Murat Yetkin: Ekonomi ve siyasette artmaya başlayan riskler

Gazeteci Murat Yetkin, Türkiye'de artmaya başlayan işsizlik rakamlarını ve enflasyonu değerlendirdi. Yetkin, dış politikayla bağlantılı olan risklerle ilgili, "Erdoğan aklına koyduğunu yapmak için risk almayı seven bir siyasetçi; bedelini de göze alarak. Tabii bu bedelin halkın cebinden çıkması halinde rakiplere oy olarak döneceğini de düşünüyordur" dedi.

Google Haberlere Abone ol

DUVAR - Türkiye İstatistik Kurumu'nun enflasyon hesaplama oranındaki gıda, kira, doğalgaz, ulaştırma gibi zorunlu giderlerin payını düşürmesini, artan işsizlik rakamlarını ve çalışanlara verilen zamların oranlarını ele alan gazeteci Murat Yetkin, "Ekonominin içinde bulunduğu durum dikkate alındığında Erdoğan’ın erken seçime gitmesi onun açısından hayli riskli ve gereksiz gözüküyor" dedi.

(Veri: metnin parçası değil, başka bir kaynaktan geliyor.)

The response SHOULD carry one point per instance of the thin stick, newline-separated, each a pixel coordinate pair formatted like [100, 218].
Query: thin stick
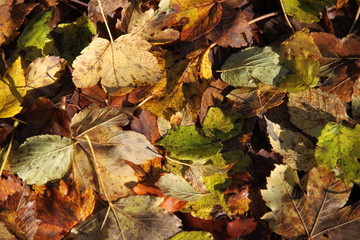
[286, 17]
[107, 26]
[264, 17]
[355, 20]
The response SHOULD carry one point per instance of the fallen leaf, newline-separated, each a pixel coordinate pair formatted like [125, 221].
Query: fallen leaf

Dış politikada Türkiye'nin hamlelerini değerlendiren Yetkin, "Ekonomi ve siyasette artmaya başlayan riskler" başlıklı yazısında "Suriye ve Libya ile ilgili askeri operasyonların sonucu olan milliyetçi duygular Erdoğan’ın popülaritesinde zaman zaman artış sağlıyor ama hemen tüm kamuoyu araştırmaları bunun etkisinin geçici olduğunu da gösteriyor" ifadelerini kullandı.

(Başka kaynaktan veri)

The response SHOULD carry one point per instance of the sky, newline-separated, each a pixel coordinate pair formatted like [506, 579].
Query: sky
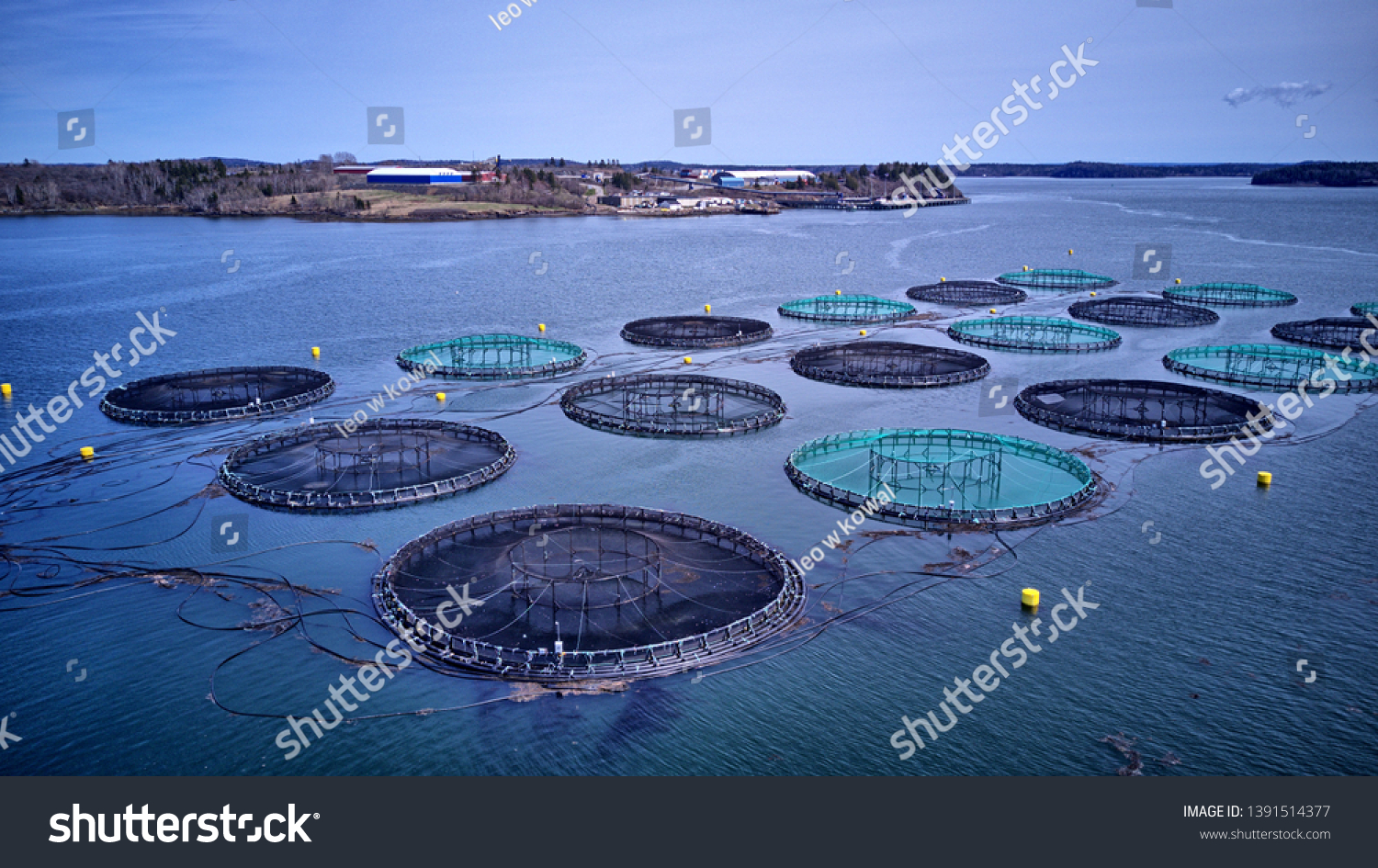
[808, 82]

Murat Yetkin’in yazısından bir bölüm şöyle:

"Suriye ve Libya ile ilgili askeri operasyonların sonucu olan milliyetçi duygular Erdoğan’ın popülaritesinde zaman zaman artış sağlıyor ama hemen tüm kamuoyu araştırmaları bunun etkisinin geçici olduğunu da gösteriyor. AK Parti ve gayrı resmi koalisyon ortağı MHP’nin toplam oy oranları, Erdoğan’ın yeniden başkan seçilmesi için gereken yüzde 50+1 oranının altında. Ekonominin içinde bulunduğu durum dikkate alındığında Erdoğan’ın erken seçime gitmesi onun açısından hayli riskli ve gereksiz gözüküyor.

Tabii bir de artık unuttuğumuz ABD yaptırımlarının kapıda olması durumu var. Erdoğan, belki de ABD Başkanı Donald Trump ile şahsi ilişkilerine güvenerek Rusya’dan S-400 füzeleri alımı nedeniyle ABD Kongresinin dayattığı ekonomik yaptırımları savuşturacağı umudunda; bu nedenle gündeme getirmiyor. Oysa bu yaptırımların da ekonomi üzerinde olumsuz etkisi olacağı bir gerçek; sorun, ne kadar olacağı. 2018’de Trump’ın attığı bir tweet ile Türk lirasında yüzde 30 değer kaybı yaşanmış olması hâlâ hafızalarda.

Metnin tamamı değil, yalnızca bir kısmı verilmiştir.